Using the same formulae and current remain the same.

Liteon produced very good DVD rom but mine broke when I bought it.

I write this lengthy article is not to prove someone is wrong, but to share the same mistake that I had encountered previously.
Really embarrased me last time...

 

[aos]

Quote:

Instead the resistance of the LED is ALWAYS in the non-linear range when it is producing light, if you supply enough voltage to completely forward bias it (ie zero resistance), it would probably burn it out.

Oh, this is probably the cause of the above misunderstandings. I don't know if this is the case or not, just that for this particular diode datasheet claims that 20mA is its normal operation, and that is well within llinear region. Also datasheet claims 40mA as max continuous current and 200mA as max peak current. So there is plenty of leeway to operate in the linear region.

Quote:

The resistance of a diode shoud be infinite at low voltages and very close to zero at high voltages

Which can also be seen from the slope of the curves. If the diode was ideal, you'd have horizontal line at 0 Amperes until the forward voltage is hit, then a vertical line. In practice, you have very high impedance and then small transition region, then low impedance. But several Ohms isn't zero just as several Mega or Giga Ohms aren't infinity either. You CAN ignore that in most cases and that's what engineering is all about - knowing when and what to ignore and when not to.

Quote:

The graph clearly shows the increase in voltage increases current but you cannot use it to calculate resistance. Remember LED have almost the same characteristic as diode.

Of course you can. We are talking "small signal" resistance, i.e. if the diode operates at a particular point of the curve and then we look at small variations (i.e. operating point moves very slightly up or down the curve). Usually the assumption is also that the curve is linear (as long as changes are small the approxmation holds), but in this case it really is linear. This is a common engineering practice.

Quote:

In actual practice we find the voltage drop accross the LED and the current required. By then you calculate the series resistor required. Internal resistance of LED is a don't care.
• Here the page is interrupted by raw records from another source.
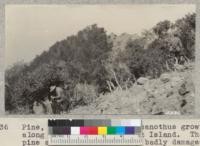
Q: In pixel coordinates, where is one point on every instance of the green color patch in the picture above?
(111, 130)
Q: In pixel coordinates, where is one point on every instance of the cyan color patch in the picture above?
(120, 130)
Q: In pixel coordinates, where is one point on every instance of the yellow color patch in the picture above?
(102, 130)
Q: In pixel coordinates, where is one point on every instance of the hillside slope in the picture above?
(172, 92)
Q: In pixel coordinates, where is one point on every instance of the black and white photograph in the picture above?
(100, 59)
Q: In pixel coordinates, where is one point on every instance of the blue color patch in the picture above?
(120, 130)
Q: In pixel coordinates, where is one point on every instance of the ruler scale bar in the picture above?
(94, 140)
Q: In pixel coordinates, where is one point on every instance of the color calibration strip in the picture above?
(94, 127)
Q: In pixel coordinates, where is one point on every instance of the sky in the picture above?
(31, 29)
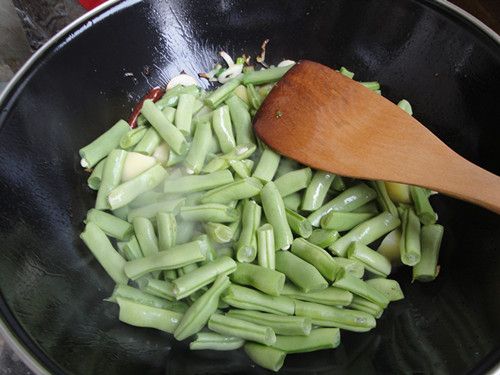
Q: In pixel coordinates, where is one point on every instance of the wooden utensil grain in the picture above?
(320, 118)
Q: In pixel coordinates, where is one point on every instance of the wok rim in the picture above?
(12, 338)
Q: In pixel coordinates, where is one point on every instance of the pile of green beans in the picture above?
(213, 237)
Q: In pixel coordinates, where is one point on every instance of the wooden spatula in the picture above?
(320, 118)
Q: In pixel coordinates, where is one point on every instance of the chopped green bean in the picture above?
(202, 276)
(139, 315)
(343, 221)
(372, 261)
(249, 299)
(318, 339)
(175, 257)
(200, 311)
(330, 296)
(427, 269)
(191, 184)
(99, 244)
(323, 237)
(111, 225)
(366, 232)
(316, 256)
(102, 146)
(264, 279)
(265, 356)
(226, 325)
(300, 272)
(293, 181)
(347, 201)
(214, 341)
(316, 191)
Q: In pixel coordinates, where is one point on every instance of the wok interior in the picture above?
(53, 289)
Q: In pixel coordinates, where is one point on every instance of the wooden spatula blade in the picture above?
(320, 118)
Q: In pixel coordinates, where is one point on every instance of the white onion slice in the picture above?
(182, 79)
(135, 164)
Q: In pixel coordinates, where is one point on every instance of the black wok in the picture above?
(51, 287)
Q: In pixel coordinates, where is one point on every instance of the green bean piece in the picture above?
(339, 184)
(145, 233)
(265, 356)
(292, 201)
(99, 244)
(103, 145)
(345, 72)
(138, 296)
(274, 209)
(427, 269)
(223, 129)
(265, 247)
(383, 199)
(167, 230)
(293, 181)
(374, 86)
(214, 212)
(184, 113)
(249, 299)
(298, 224)
(111, 177)
(330, 296)
(300, 272)
(150, 211)
(204, 275)
(323, 237)
(132, 249)
(221, 93)
(368, 208)
(352, 266)
(316, 256)
(214, 341)
(111, 225)
(149, 142)
(366, 232)
(94, 180)
(316, 191)
(200, 311)
(359, 287)
(197, 154)
(425, 212)
(128, 191)
(343, 221)
(241, 120)
(165, 128)
(372, 260)
(237, 190)
(175, 257)
(228, 326)
(282, 325)
(264, 279)
(139, 315)
(318, 339)
(246, 247)
(219, 233)
(132, 137)
(160, 288)
(191, 184)
(260, 77)
(254, 96)
(361, 304)
(329, 316)
(346, 201)
(409, 245)
(390, 288)
(405, 106)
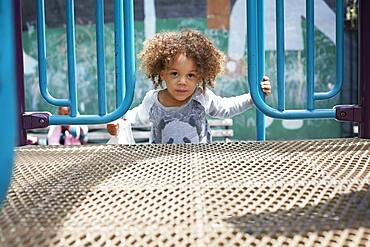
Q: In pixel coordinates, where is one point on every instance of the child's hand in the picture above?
(266, 85)
(113, 128)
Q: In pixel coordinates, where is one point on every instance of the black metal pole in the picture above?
(364, 67)
(22, 133)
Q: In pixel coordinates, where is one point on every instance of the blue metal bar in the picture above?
(7, 95)
(253, 76)
(339, 37)
(42, 61)
(100, 56)
(130, 78)
(260, 117)
(119, 43)
(21, 106)
(129, 52)
(280, 47)
(310, 43)
(364, 64)
(71, 56)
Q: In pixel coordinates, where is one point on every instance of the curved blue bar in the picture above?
(339, 37)
(8, 82)
(260, 117)
(310, 54)
(71, 55)
(129, 51)
(41, 48)
(100, 56)
(130, 78)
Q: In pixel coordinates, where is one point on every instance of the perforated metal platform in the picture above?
(224, 194)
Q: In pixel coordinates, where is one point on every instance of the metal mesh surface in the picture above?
(224, 194)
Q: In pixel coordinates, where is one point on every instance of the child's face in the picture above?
(181, 77)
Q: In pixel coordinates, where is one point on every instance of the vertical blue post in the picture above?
(310, 43)
(8, 111)
(100, 56)
(260, 117)
(280, 47)
(364, 67)
(119, 50)
(71, 58)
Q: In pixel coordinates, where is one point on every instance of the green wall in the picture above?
(227, 85)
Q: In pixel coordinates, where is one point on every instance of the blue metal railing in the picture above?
(7, 95)
(254, 13)
(124, 62)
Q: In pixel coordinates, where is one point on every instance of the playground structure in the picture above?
(258, 193)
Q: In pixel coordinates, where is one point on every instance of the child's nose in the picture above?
(183, 80)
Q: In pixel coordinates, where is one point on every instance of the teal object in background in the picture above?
(7, 96)
(227, 84)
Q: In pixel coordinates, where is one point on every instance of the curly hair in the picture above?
(160, 50)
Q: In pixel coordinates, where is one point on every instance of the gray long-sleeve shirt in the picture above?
(186, 123)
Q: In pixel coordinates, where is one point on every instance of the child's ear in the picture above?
(161, 74)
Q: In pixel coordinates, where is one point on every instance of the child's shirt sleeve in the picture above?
(139, 115)
(225, 107)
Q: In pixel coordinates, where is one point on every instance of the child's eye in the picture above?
(191, 76)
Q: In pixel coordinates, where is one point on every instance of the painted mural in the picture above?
(227, 30)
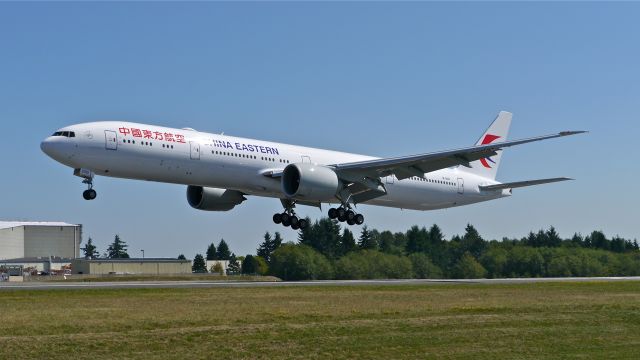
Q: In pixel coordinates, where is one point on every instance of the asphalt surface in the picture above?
(32, 285)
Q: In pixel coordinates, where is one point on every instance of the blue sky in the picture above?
(377, 78)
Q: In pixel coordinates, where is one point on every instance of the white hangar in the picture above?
(39, 239)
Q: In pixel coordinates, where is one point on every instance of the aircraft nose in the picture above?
(55, 148)
(46, 146)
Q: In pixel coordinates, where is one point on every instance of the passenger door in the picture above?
(110, 140)
(195, 150)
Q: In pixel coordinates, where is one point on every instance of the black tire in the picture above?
(277, 218)
(285, 217)
(350, 215)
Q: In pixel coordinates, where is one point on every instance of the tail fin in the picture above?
(496, 133)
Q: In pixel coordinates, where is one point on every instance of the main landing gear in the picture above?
(289, 218)
(346, 215)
Yes, because diode resistance can be ignored when calculating the current setting resistor - it is much less than that of the series resistor. Normally you don't need to care about diode resistance - in my example you can just say that you need 500Ohm to get 20mA current at 10V. I did the calculation in order to show why LED can be used as voltage reference - and you need to take into account the resistance of the diode in that case. Because majority of the change in voltage drop will be taken by the current setting resistor, not by the diode, because resistor has so much larger resistance.